What you need to know:

  • When it approved the Bill, the Cabinet was upbeat that it would enable a paradigm shift if enacted.
  • If the Conflict of Interest Bill, 2023 is passed, MPs will be able to easily bag government contracts.

The Ethics and Anti-Corruption Commission (EACC) is alarmed about a vote in the Senate that could make its work even more difficult.

Senators have just watered down a key proposed legislation in what the agency strongly believes is a plot to grab State tenders.

It is the Conflict of Interest Bill, 2023, which the Senate passed with drastic amendments. It has thus watered down this proposed law to curb the plague that is conflict of interest.

Yet when it approved the Bill, the Cabinet was upbeat that it would enable a paradigm shift if enacted.

Instead of helping to boost the fight against the rampant public sector corruption, the Senate has decided to give MPs, governors, Cabinet and Principal secretaries, parastatal chiefs and other officials a sweet deal.

If passed, they will be able to easily bag government contracts.

Conflict of interest has been a problem since a commission of inquiry in the 1970s allowed civil servants to own and run private businesses so long as they were publicly declared.

Overnight millionaires

However, the mess persisted even after the government adopted a code of ethics for civil servants in 1979.

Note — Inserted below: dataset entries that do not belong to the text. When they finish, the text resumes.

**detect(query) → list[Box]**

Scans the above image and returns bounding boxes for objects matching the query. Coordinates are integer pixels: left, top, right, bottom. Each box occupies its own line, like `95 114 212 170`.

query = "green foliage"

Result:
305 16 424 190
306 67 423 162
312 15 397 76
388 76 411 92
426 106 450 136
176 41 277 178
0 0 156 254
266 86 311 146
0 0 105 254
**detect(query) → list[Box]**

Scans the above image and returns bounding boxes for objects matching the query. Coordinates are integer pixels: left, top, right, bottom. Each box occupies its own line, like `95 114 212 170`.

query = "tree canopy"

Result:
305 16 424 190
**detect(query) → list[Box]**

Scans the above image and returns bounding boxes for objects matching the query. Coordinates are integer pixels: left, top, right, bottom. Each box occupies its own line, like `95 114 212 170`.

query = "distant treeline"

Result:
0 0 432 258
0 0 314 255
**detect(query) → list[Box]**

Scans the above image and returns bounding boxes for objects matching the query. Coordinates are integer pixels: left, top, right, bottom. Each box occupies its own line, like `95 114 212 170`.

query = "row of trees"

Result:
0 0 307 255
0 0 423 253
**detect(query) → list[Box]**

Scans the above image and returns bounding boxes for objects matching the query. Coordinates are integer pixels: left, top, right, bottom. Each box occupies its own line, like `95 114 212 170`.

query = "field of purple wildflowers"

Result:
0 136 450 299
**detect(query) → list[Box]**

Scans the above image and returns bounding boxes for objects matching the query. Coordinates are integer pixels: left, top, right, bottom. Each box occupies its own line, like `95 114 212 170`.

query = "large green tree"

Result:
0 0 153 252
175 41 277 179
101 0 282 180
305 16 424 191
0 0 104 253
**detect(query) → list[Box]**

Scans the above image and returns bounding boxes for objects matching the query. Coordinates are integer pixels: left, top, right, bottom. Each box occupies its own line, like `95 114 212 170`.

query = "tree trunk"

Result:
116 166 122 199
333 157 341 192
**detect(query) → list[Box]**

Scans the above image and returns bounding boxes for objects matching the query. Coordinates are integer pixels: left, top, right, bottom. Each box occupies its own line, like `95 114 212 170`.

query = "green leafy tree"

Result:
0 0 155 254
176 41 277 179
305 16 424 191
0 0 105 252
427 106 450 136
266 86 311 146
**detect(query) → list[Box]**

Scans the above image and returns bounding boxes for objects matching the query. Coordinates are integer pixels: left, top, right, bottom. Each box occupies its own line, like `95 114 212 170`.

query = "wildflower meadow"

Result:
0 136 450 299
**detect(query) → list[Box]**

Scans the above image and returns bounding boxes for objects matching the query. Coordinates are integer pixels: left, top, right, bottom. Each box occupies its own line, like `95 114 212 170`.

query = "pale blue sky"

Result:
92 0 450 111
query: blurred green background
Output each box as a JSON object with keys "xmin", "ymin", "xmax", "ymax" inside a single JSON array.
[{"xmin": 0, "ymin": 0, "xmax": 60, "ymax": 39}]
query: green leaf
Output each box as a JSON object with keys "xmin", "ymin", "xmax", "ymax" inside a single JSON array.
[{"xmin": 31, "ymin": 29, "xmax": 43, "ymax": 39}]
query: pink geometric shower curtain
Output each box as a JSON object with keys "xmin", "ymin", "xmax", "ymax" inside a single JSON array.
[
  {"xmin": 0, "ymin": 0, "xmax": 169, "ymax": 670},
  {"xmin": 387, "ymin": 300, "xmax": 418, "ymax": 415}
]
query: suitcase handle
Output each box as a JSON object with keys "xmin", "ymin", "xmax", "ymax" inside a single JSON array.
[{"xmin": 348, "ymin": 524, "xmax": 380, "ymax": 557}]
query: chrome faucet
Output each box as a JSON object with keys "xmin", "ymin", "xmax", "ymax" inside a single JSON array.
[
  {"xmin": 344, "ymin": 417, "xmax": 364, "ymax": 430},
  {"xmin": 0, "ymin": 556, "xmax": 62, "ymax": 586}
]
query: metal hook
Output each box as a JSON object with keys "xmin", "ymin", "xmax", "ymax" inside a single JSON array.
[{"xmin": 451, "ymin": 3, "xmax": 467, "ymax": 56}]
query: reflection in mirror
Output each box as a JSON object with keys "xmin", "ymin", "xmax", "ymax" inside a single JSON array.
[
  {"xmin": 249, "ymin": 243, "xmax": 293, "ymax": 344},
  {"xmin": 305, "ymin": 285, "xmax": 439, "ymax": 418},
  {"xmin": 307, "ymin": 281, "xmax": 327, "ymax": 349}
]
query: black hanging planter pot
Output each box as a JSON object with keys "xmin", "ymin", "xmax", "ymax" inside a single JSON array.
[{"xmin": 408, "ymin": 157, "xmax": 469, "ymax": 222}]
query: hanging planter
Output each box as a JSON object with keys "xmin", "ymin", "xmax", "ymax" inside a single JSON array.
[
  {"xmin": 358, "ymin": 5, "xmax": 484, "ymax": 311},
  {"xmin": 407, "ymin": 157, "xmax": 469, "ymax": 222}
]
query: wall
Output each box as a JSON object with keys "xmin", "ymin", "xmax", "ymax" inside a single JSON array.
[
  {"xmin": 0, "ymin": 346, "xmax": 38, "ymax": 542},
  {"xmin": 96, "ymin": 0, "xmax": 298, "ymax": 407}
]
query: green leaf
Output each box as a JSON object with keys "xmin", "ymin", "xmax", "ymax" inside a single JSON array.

This new Bill was intended to curb corruption in public procurement where government officials influence the award of lucrative tenders to their own firms and those linked to their relatives and associates.

The senators quashed provisions that sought to prohibit these officials from seeking tenders in public entities.

They also deleted the requirement of regular declaration of wealth, including wives’ and children’s in order to curb unexplained accumulation of wealth. It was meant to discourage officials from doing business with the government and illegally amassing wealth.

Millionaires have been created overnight, especially in the counties, from people whose salaries cannot meet their lavish lifestyles. Some governors, MPs and Cabinet Secretaries have faced graft charges arising from multibillion-shilling tenders.

As a Bill passed by the Senate must be submitted to the National Assembly, the EACC has petitioned MPs to salvage it in the public interest. The EACC is quite right that this will adversely affect the anti-corruption war by eroding the gains made so far.